Confused? Nervous? Start with the home loan basics. And if you're unsure how a home loan works, don't worry. You're not alone.

A home loan - sometimes called a mortgage - is simply a long-term loan. You get one through a bank, credit union or other financial institution. Although it is likely to be the biggest loan you ever have, it is designed to be paid off slowly through manageable monthly or fortnightly repayments.

You choose how long you need to pay off the loan. Terms of 30, 25 and 20 years are most common. The lender will use your house as collateral against the loan.

How a home loan works

A home loan is made up of principal and interest. Principal is the amount you borrow. Interest is what you pay to borrow the money. At the start of the loan, your repayments largely consist of interest, with a small amount going towards the principal. As you reduce the principal, your interest charges fall until eventually the loan is paid off.

Case Study: If you took out a $100,000 loan at seven per cent over 25 years, you would end up paying a total of $212,100: $112,100 in interest plus the $100,000 principal.
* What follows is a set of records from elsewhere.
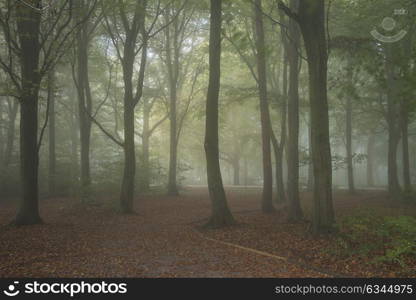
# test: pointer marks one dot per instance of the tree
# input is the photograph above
(267, 203)
(295, 211)
(28, 30)
(311, 18)
(220, 213)
(133, 26)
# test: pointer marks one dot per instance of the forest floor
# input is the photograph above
(165, 239)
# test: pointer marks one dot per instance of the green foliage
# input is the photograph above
(383, 239)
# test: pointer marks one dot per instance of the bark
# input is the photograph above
(348, 138)
(236, 172)
(405, 147)
(28, 29)
(393, 127)
(267, 201)
(84, 101)
(279, 147)
(145, 146)
(172, 62)
(13, 108)
(311, 18)
(220, 213)
(74, 121)
(52, 137)
(295, 211)
(370, 160)
(310, 165)
(130, 101)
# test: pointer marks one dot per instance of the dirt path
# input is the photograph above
(161, 241)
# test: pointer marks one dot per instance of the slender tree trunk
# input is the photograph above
(370, 160)
(129, 171)
(312, 22)
(130, 101)
(74, 143)
(310, 165)
(348, 137)
(267, 201)
(127, 186)
(145, 146)
(405, 148)
(28, 29)
(172, 62)
(84, 103)
(393, 127)
(13, 108)
(173, 149)
(295, 211)
(220, 213)
(51, 124)
(236, 173)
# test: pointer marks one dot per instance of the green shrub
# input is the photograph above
(380, 239)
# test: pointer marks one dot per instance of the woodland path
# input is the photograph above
(162, 240)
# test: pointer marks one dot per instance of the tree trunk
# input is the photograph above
(145, 146)
(393, 128)
(129, 171)
(236, 173)
(220, 213)
(267, 201)
(84, 102)
(10, 134)
(310, 165)
(51, 124)
(370, 160)
(348, 137)
(127, 186)
(28, 29)
(173, 149)
(172, 62)
(405, 148)
(312, 23)
(74, 142)
(295, 211)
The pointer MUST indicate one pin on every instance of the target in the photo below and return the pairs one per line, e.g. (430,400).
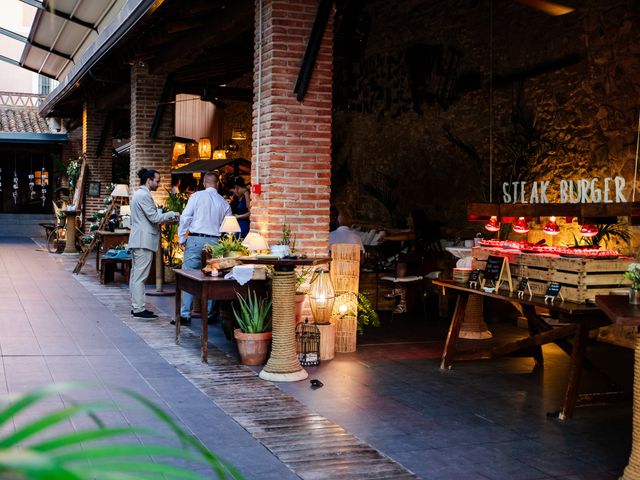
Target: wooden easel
(504,276)
(115,202)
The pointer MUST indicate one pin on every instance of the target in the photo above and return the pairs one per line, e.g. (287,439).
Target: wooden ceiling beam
(237,17)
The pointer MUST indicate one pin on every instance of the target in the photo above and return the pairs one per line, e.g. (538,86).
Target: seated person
(344,234)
What's in it for the lender

Home loan lending is the core activity of many banks and financial institutions. They make their money from:

  • Interest on the loan
  • Loan establishment fees
  • Ongoing fees and charges

These charges reflect the cost of money as set by the Reserve Bank, the risk associated with the home loan, the cost of administering it and the need for all businesses to make a reasonable profit.